Llevaba puesto un sombrero de safari en las piernas y medias tres cuartos sobre la cabeza, perdón, un sombrero de safari sobre la cabeza y medias tres cuartos en las piernas. Es que cualquiera se pone nervioso cuando llega… ¿Saben quién era este hombre? ¿Este hombre, saben quién era? ¿Quién era, este hombre, saben? Era un paleontólogo que había escuchado la noticia de la noche anterior en la radio.

Con bastante desconfianza, el anciano lo hizo pasar y el dinosaurio, no bien lo vio a través del ventanal que daba a la galería, comenzó a temblar de miedo como una hoja.

Se habían levantado también Julio y la mamá.

-¿Va a sacarle los huesos? -preguntó Julio asustado.

-Debería darle vergüenza -rezongó la señora-. Pretender hacerle daño a un animal inocente.

El paleontólogo se largó a reír y les aseguró que no deseaba molestar al dinosaurio para nada.

Más tranquilos, lo invitaron a comer y les contó que lo enviaba un museo y que sólo necesitaba tomarle unas fotos y hacerle algunas radiografías con un aparatito que llevaba en su valija.
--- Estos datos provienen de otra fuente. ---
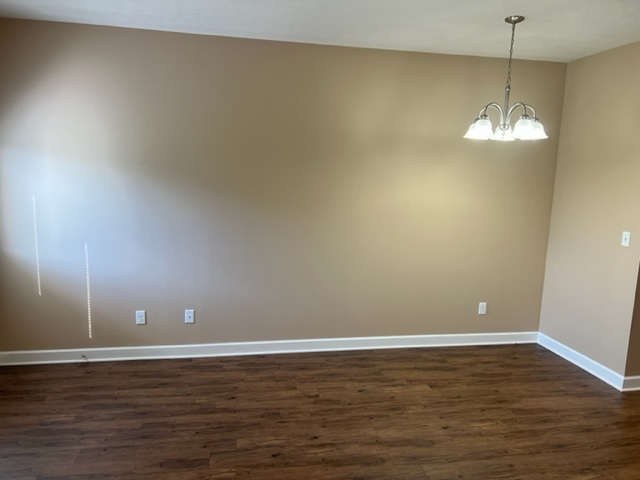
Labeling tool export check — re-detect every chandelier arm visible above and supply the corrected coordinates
[506,102,535,123]
[479,102,504,124]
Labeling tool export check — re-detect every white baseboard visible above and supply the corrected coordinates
[0,332,538,365]
[622,375,640,392]
[538,333,640,391]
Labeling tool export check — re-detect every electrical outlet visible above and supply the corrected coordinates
[136,310,147,325]
[620,232,631,247]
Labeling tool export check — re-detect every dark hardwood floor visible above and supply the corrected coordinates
[0,345,640,480]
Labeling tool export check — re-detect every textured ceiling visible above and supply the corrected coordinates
[0,0,640,62]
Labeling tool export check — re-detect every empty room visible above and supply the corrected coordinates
[0,0,640,480]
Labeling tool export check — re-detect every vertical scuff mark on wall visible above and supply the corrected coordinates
[32,195,42,296]
[84,242,93,339]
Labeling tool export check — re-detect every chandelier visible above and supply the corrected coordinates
[464,15,548,142]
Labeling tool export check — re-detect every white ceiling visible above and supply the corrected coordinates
[0,0,640,62]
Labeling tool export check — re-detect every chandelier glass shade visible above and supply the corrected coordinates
[464,15,548,142]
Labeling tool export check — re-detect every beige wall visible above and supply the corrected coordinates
[625,266,640,376]
[540,43,640,374]
[0,20,564,350]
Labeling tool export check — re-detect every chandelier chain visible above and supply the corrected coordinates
[506,22,516,90]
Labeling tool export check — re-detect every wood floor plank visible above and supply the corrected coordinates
[0,345,640,480]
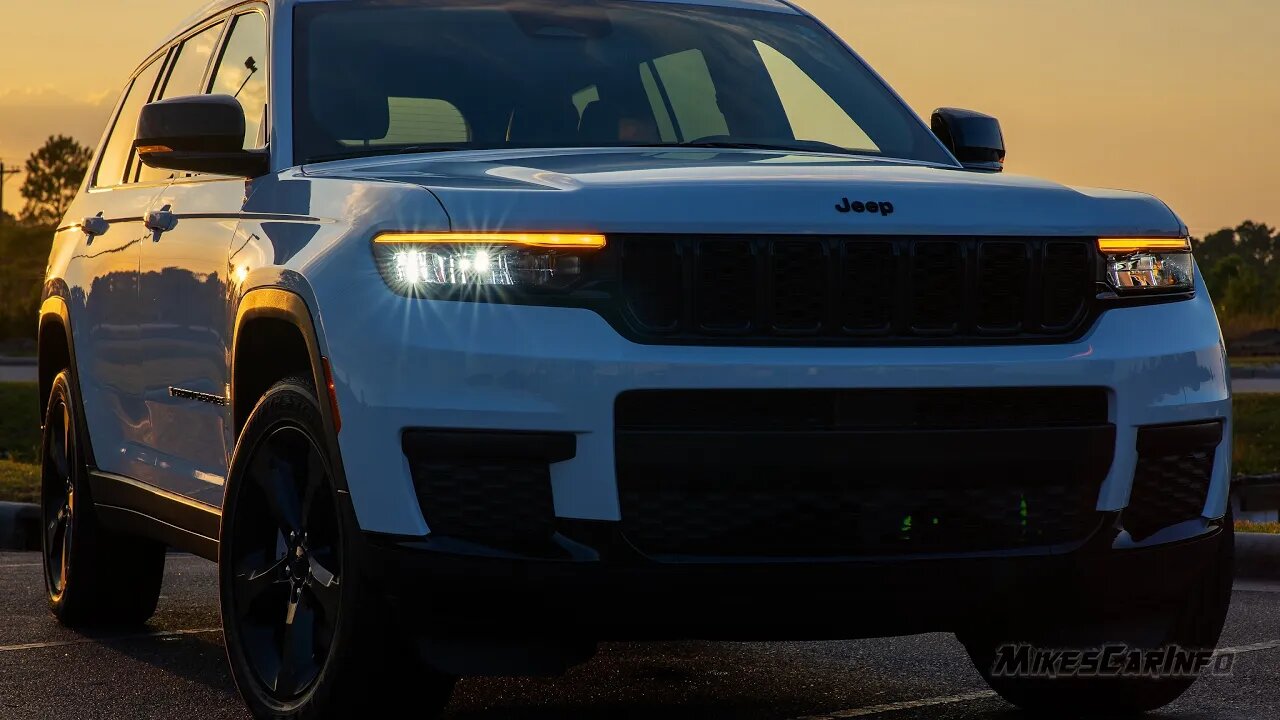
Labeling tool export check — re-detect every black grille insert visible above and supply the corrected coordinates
[616,388,1115,556]
[618,236,1097,345]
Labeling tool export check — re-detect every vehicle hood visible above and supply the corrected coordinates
[302,149,1185,236]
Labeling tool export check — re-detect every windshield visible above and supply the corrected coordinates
[294,0,954,164]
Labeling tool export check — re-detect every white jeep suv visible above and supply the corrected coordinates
[40,0,1233,717]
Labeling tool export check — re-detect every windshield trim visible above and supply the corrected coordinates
[290,0,964,169]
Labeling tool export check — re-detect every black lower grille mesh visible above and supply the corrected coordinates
[616,388,1115,556]
[1124,435,1217,539]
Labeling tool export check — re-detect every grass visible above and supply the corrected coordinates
[0,460,40,502]
[1217,313,1280,342]
[1235,520,1280,536]
[0,383,40,462]
[1231,393,1280,475]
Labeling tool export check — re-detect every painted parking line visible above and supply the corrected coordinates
[796,691,996,720]
[0,628,223,652]
[1213,641,1280,655]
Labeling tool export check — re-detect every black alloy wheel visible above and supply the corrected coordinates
[225,378,456,720]
[227,424,342,702]
[40,370,165,626]
[40,384,79,602]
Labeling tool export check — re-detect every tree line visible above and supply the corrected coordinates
[0,136,1280,341]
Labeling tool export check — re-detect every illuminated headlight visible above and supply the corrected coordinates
[374,233,605,293]
[1098,238,1196,295]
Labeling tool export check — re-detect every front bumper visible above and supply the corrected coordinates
[360,514,1228,646]
[317,274,1231,538]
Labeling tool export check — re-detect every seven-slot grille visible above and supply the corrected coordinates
[621,236,1096,343]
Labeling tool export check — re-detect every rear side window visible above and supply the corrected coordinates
[93,56,164,187]
[210,13,268,150]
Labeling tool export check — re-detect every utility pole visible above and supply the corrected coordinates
[0,160,20,222]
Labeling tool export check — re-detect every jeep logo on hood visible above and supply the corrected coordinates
[836,197,893,218]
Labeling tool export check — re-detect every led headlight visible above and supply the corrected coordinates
[374,233,605,293]
[1098,237,1196,295]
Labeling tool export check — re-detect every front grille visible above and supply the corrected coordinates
[620,236,1096,345]
[614,388,1115,557]
[1124,421,1222,539]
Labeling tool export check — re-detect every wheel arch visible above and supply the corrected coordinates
[36,296,76,421]
[229,287,338,438]
[36,295,97,468]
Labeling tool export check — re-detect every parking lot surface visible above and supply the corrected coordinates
[0,553,1280,720]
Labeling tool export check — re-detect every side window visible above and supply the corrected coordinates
[160,23,223,100]
[93,55,164,187]
[141,23,223,182]
[755,41,879,152]
[210,13,268,150]
[640,50,728,142]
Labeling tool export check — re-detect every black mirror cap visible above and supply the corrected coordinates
[932,108,1005,173]
[133,95,270,177]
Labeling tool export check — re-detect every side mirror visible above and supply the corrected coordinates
[133,95,270,178]
[932,108,1005,173]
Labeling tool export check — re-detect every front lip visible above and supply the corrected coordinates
[300,145,966,176]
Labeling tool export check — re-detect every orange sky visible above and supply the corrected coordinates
[0,0,1280,234]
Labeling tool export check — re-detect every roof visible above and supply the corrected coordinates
[164,0,797,45]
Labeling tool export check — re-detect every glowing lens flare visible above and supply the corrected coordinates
[1098,237,1192,255]
[1098,237,1196,293]
[374,232,608,250]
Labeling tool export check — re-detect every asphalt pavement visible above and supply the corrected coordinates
[0,553,1280,720]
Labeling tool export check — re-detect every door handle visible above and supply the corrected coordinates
[146,205,178,235]
[81,213,111,242]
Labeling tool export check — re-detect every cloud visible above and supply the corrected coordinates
[0,86,115,211]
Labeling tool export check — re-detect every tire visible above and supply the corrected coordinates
[960,514,1235,716]
[40,370,165,628]
[219,378,454,720]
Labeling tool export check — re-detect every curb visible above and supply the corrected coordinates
[0,502,40,550]
[1235,533,1280,580]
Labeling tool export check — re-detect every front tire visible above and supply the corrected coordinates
[219,378,453,720]
[40,370,165,628]
[960,512,1235,716]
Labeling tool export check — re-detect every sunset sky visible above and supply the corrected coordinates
[0,0,1280,234]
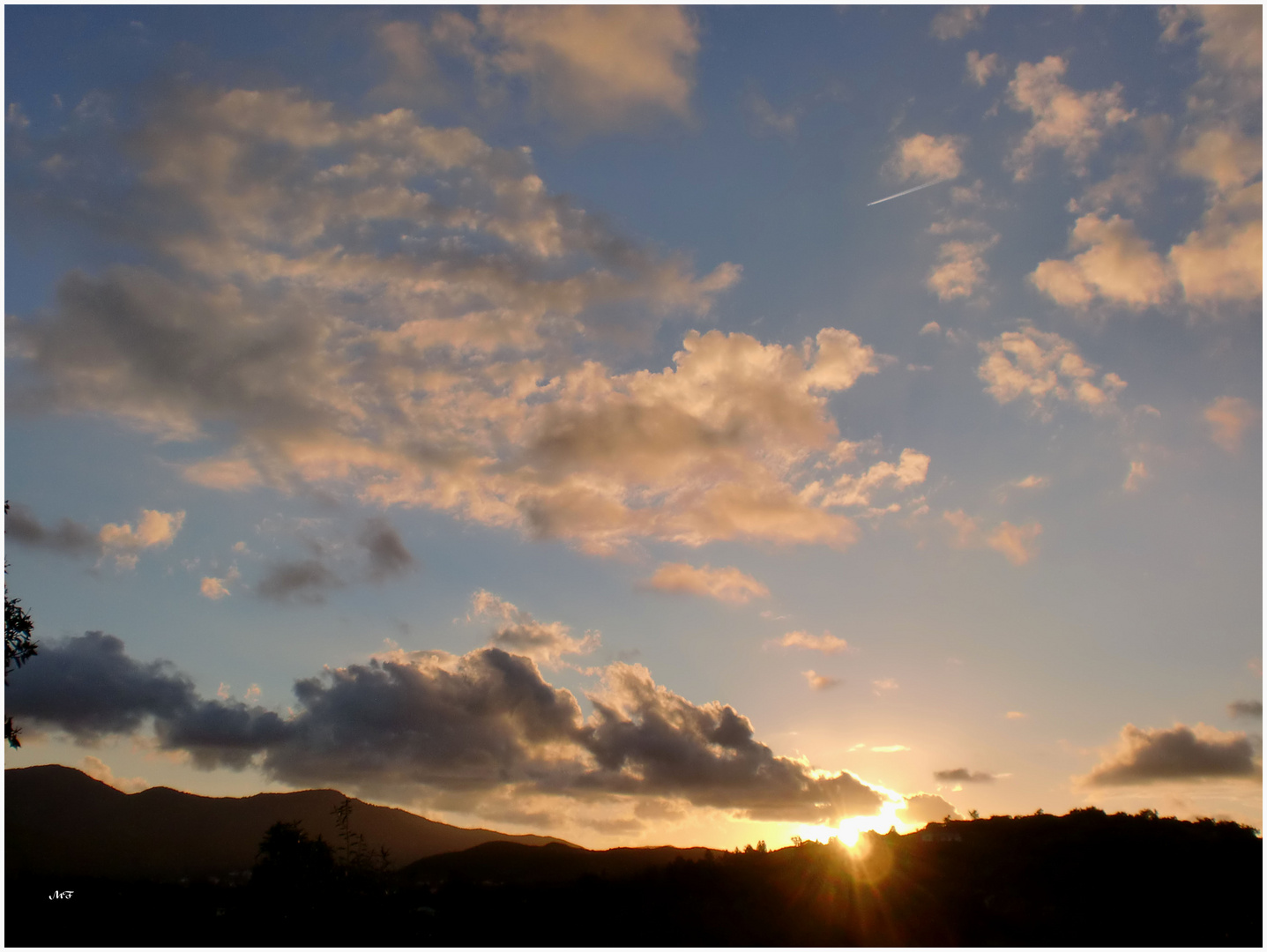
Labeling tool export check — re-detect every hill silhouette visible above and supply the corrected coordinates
[4,764,562,881]
[5,770,1263,947]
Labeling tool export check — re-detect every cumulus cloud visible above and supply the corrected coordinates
[479,6,699,128]
[942,509,1043,566]
[357,517,417,583]
[1030,214,1174,310]
[472,590,600,667]
[4,502,101,555]
[968,49,1003,86]
[823,448,931,506]
[644,562,771,605]
[896,793,959,827]
[924,235,998,301]
[888,131,963,181]
[933,767,995,784]
[769,632,849,655]
[977,324,1126,414]
[1007,56,1136,181]
[1203,397,1261,453]
[6,625,887,824]
[928,4,989,40]
[1227,702,1263,718]
[5,505,185,569]
[1082,724,1262,786]
[801,668,840,691]
[254,558,343,605]
[78,755,150,793]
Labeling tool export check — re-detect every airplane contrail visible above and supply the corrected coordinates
[867,179,949,208]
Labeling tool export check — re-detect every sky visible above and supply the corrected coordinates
[4,0,1262,848]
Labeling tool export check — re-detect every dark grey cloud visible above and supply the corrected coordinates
[933,767,995,784]
[255,558,343,604]
[357,517,417,583]
[897,793,959,827]
[578,664,884,823]
[1084,724,1262,786]
[9,632,884,823]
[5,632,289,769]
[4,504,101,555]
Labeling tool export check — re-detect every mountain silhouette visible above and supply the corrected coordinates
[4,764,563,881]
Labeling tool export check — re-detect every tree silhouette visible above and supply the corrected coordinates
[4,499,38,747]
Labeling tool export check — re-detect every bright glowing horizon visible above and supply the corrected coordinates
[5,6,1262,848]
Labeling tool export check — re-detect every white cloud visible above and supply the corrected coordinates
[1030,214,1172,309]
[199,576,229,601]
[1007,56,1136,181]
[479,6,699,128]
[823,448,931,506]
[977,325,1126,413]
[928,4,989,41]
[942,509,1043,566]
[1122,459,1151,493]
[1203,397,1261,453]
[888,131,963,181]
[768,632,849,655]
[924,235,998,301]
[968,49,1003,86]
[986,522,1043,565]
[801,668,840,691]
[645,562,771,605]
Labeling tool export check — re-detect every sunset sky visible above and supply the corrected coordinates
[5,6,1262,848]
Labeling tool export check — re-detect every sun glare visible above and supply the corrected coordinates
[797,799,913,850]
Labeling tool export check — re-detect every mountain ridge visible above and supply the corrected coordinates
[5,763,571,881]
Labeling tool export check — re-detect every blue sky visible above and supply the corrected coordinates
[5,6,1262,847]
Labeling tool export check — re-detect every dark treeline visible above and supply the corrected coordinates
[5,807,1262,946]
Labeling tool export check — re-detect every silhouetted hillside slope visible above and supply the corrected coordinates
[5,764,570,880]
[5,792,1263,947]
[399,842,725,886]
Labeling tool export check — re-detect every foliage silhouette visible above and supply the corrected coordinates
[4,499,40,747]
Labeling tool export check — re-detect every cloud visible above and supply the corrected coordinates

Además, si ellos se lo permitían, podría visitarlos una vez por semana y escribiría apuntes sobre las costumbres del animalito.

La familia aceptó la propuesta del científico y así comenzó una nueva amistad que benefició sobre todo a Julio, al dinosaurio y a Thor, porque el hombre, las veces que iba, les regalaba un chupetín a cada uno.

Con la ayuda del abuelo, el paleontólogo anotó observaciones tan interesantes y revolucionarias como esta: “El dinosaurio, si alguien le arroja una pelotita, va a buscarla y la trae de vuelta”.

De esta manera, ya sin temores, no hubo necesidad de ocultar más nada y a menudo se veía pasear a toda la familia por las veredas del barrio, llevando con collar y correa a sus dos mascotas.

Desde entonces, el abuelo, la mamá, Julio, el paleontólogo, Thor y el dinosaurio vivieron felices y comieron perdices, aunque alguno de ellos prefiriera los flecos de bufanda; azules, por supuesto.